If you find the reason or the solution,please tell me.THANK YOU!

Steps:

see attachment. It is vmm.cpp .

vmm.cpp.txt

Sorry, I am not OK in English.

test in win7 x86 sp1 no debug and just 1 processer

let DRX_MAGICNUM <= 5 ,it's look like works properly.

let DRX_MAGICNUM > 5, it's failed.

I think this problem may be caused by read from Drx.

[tandasat]

Thank you for analyzing the issue! Those are interesting findings. Looks like DR0 does not retain its value for some reasons.

It seems the attached code basically limits a number of VM-exit via DR access to DRX_MAGICNUM per one process execution context, is that right? I do not see why it works but definitely a good start point for further analysis.

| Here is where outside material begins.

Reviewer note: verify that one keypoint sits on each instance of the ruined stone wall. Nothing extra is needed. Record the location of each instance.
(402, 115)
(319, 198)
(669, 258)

Can you possibly share code of testHWBP? I do not have any test code setting HWBP now, so I am thinking that it is going to be faster.

[fadetrack]

Yes, I tried to limit the number of Dr-Access when switching the process context.Although I don't know whether it make sense to limit the times, but it is effective.
testHWBP.cpp.txt

[asamy]

Might want to look at saving debug controls in vm exit / vm entry as well, not sure if it relates.

[tandasat]

@asamy Thanks a lot for your help, that was it.

@fadetrack This should be fixed with 96dd681. Can you please check again? Your test code was very helpful.